Никаких «пожалуйста». Никаких смайликов. Просто факт: бутылка есть, и он устал. Антон перечитывает сообщение три раза, пытаясь понять, что именно его цепляет. Обычное приглашение. Коллеги так выпивают. Бандиты с ментами так не выпивают, но они с Ромой уже давно не те и не другие.
Дверь открывается не сразу. Минуту Антон стоит на лестничной клетке, слушая, как за дверью возятся, Рома негромко матерится. Голос глухой, приглушённый бетоном, но интонации знакомые, почти домашние. Наконец, замок щёлкает, и на пороге появляется хозяин: в старых тренировочных штанах и растянутой майке, босиком. От него пахнет дешёвым хозяйственным мылом, с резкой ноткой хвои и чем-то ещё, что Антон уже выучил как «запах Ромы». Едва уловимая сладость, от которой кружится голова.
— Проходи, — бросает он, отступая. — Я тут бардак навёл.
На кухне, на столе, покрытом клеёнкой с цветочками, стоят початая бутылка коньяка с жёлтой этикеткой, два стакана, блюдце с нарезанным лимоном и пачка дешёвого печенья. Лимон уже заветрился, края подсохли. Рома убирает со стула куртку, бросает на диван.
— Садись.
Антон садится. Коньяк он не любит, потому что он пахнет больничным спиртом и чем-то приторным, но Рома уже разливает. Стекло стакана в пальцах шершавое, с пузырьками внутри. Антон вертит его в руках, глядя, как янтарная жидкость смачивает стенки.
— За что пьём? — спрашивает Антон, чтобы сказать хоть что-то. Голос звучит глухо, будто из бочки.
— За то, что ты не стукач, — Рома поднимает стакан, чокается. Звон получается коротким, стеклянным, и Антон чувствует вибрацию в костяшках. — И за то, что я, блядь, устал.
Выпивают. Коньяк обжигает горло как наждак, растекается по пищеводу жаркой, неласковой волной. Антон закусывает лимоном, морщится: кислота ударяет в нёбо, смешиваясь с горечью спирта, и из глаз выступают слёзы — от химии. Рома смотрит на него, усмехается.
— Не умеешь пить, лейтенант.
— Не умею, — соглашается Антон. — В училище не учили.
Месяц назад эта отмазка почти сразу становится их общей шуткой. Антон как-то ляпнул, не подумав, и понеслось. С тех пор «в училище не учили» — их пароль. Антон первым начинает использовать фразу как оправдание любой своей бытовой неловкости: когда он впервые чистит картошку и срезает половинку вместе с кожурой, когда пытается забить гвоздь и гнёт его, когда наливает чай мимо чашки.
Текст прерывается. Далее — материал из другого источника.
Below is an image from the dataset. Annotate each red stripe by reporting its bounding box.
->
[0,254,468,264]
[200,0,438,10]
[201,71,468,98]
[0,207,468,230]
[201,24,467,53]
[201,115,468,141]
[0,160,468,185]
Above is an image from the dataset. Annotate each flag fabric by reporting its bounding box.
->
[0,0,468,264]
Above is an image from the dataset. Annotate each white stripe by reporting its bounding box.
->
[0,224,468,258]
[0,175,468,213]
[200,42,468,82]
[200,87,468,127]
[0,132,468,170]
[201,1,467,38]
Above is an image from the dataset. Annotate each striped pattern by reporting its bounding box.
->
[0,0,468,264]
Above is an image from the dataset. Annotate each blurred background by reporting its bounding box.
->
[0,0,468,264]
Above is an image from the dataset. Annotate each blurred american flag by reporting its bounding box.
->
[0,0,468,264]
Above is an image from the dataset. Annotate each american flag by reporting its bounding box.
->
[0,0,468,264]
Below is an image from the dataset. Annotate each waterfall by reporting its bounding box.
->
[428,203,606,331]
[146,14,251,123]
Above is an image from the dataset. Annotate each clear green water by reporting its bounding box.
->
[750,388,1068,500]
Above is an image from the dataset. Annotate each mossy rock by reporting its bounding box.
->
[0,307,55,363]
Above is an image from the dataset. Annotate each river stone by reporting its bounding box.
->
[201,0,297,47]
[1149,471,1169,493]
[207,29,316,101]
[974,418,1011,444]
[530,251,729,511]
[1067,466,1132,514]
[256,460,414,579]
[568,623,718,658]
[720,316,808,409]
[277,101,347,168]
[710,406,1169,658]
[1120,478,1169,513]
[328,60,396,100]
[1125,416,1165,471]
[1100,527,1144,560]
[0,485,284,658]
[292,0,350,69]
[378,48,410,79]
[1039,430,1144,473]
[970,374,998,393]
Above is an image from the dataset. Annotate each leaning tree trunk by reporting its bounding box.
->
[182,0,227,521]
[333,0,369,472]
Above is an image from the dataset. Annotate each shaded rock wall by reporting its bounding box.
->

Он говорит это «В училище не учили» с совершенно серьёзным лицом, и Рома, глядя на его перепачканные руки, фыркает: «Да уж, видно, что не учили».
А потом подхватывает фразу и поворачивает другой стороной: когда Антон слишком долго целится в банку из рогатки — «В училище небось не учили», и это не упрёк, а приглашение посмеяться вместе. Когда Антон застывает на пороге, не зная, снять ботинки или пройти в уличных — «Чо, лейтенант, в училище не объяснили, как в гости ходить?». Когда он отказывается от второй рюмки — «Жаль, в училище не научили догоняться». И каждый раз Антон сперва напрягается, ожидая подкола, а потом расслабляется, потому что в голосе Ромы нет злорадства. Зато есть странная, почти болезненная нежность, которую тот прячет за усмешкой.
Фраза становится их амортизатором, способом сказать «я вижу твою слабость, и она мне не мешает». И всякий раз, когда Антон слышит её от Ромы, он чувствует, как внутри отпускает какой-то давно зажатый винтик. Неловкость становится общей, а значит, перестаёт быть постыдной.
И даже сейчас, после всего, что произошло и изменилось между ними в одночасье, «в училище не учили» заставляет уголки Роминых губ дёрнуться в лёгкой усмешке.
— Тяжёлый день? — спрашивает Антон.
— Все дни тяжёлые, — Рома откидывается на спинку стула, уставившись в потолок. Там, над кухонным столом, висит одинокая лампочка без абажура, и её жёлтый свет убогий, как в камере предварительного заключения. — Ты не знаешь, каково это. Когда от тебя зависит сорок человек. Их бабы, дети, кредиты. Если я облажаюсь — они сядут. Или лягут. Или будут жрать из помойки. Ты понимаешь, о чём я?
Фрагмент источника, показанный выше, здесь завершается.